Kendra: You’re a Portland man and that’s the thing that stuck out about you to us in the first place. So if you had to pick a place in Portland that resonated most with your sound, where would it be and why?
Logan: Aside from my living room and studio? (laughs) I love venues here like Mississippi Studios and Doug Fir, and I always love playing Crystal Ballroom. Portland music venues are as dear to my heart as the bands I have grown up with here. We all know each other intimately, and I feel proud of my group of peers. We have made something cool happen out of this town in a way that none of us could have anticipated. I’m from a magical time in Portland. Old Portland was very special…and the city still is, even in the midst of the major changes and growth we are experiencing.

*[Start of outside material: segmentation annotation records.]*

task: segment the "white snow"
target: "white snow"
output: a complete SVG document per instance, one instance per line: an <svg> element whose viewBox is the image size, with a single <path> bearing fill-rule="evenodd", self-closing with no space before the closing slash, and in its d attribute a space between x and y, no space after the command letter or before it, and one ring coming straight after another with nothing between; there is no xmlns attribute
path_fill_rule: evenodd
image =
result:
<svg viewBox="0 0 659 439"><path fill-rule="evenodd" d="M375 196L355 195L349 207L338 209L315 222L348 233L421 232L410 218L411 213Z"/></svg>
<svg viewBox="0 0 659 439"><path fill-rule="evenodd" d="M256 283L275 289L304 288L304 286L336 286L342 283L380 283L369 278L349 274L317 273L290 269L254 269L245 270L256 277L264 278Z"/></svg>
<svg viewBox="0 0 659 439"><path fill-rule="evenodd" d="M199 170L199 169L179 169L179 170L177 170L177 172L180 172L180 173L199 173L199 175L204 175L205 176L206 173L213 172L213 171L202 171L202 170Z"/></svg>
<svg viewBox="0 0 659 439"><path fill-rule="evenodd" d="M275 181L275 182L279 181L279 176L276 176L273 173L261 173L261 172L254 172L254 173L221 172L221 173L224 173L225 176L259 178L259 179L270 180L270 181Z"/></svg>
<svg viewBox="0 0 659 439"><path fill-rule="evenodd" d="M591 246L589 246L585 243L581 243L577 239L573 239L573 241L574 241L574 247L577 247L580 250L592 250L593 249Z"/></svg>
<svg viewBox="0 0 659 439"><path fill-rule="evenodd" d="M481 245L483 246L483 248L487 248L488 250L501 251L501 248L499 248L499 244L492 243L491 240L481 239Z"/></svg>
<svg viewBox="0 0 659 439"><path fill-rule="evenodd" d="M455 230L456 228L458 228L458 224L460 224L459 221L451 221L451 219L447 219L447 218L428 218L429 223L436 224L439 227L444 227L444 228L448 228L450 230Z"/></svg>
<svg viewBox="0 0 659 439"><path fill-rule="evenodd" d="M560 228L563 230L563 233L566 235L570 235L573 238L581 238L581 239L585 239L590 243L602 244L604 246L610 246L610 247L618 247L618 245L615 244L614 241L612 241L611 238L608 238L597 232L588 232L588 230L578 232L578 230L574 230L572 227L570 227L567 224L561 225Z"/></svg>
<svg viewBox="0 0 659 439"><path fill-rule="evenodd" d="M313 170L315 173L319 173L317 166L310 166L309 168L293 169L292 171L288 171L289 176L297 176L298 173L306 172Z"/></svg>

Kendra: Do you have any shows coming up that we need to alert the masses about?
Logan: I play Mississippi Studios in Portland on September 10th, then we are on press tour and going to the iheartradio Music Festival in Vegas on release week, followed by a showcase at Kink FM’s Skype Live Studio on September 30th. My band and I will be playing a bunch of shows later this year and going on tour in the new year. Right now we are making the remaining videos and getting ready for the album to come out September 23rd!
Kendra: Other than shows, what are your plans as far as music goes in 2016?
Logan: Well, I am super busy with the Keep Oregon Well campaign and am going to be doing some national stuff around mental health and the arts this summer. I also am on Season 1 of a new TV show called “Last Meal” which premieres in September, and have begun some secret projects that I’m working on in the background for 2017 that I can’t talk about just yet…but it’s all super fun and I am really loving life right now.
Kendra: Lastly, when going through something, are there any up and coming artists’ music that gets you through that you want to shout out?
Logan: I don’t know about up and coming artists that get me through times when I am struggling. I tend to go back and listen to old Bill Callahan (SMOG) records, The Innocence Mission, Liz Phair, The Sundays…that shit is medicine for me, and has been since the first time I heard those songs decades ago. As for newer bands who I am inspired by, I really love Chvrches, Miike Snow, my best friend Ruth’s band Chromatics, Pure Bathing Culture…There are great things happening in music right now. I like the way the pendulum seems to be swinging, and I hope it keeps swinging back the way of truth. If people are being real, I tend to like it. If they aren’t, well…they probably won’t still be here with the rest of us in 20 years.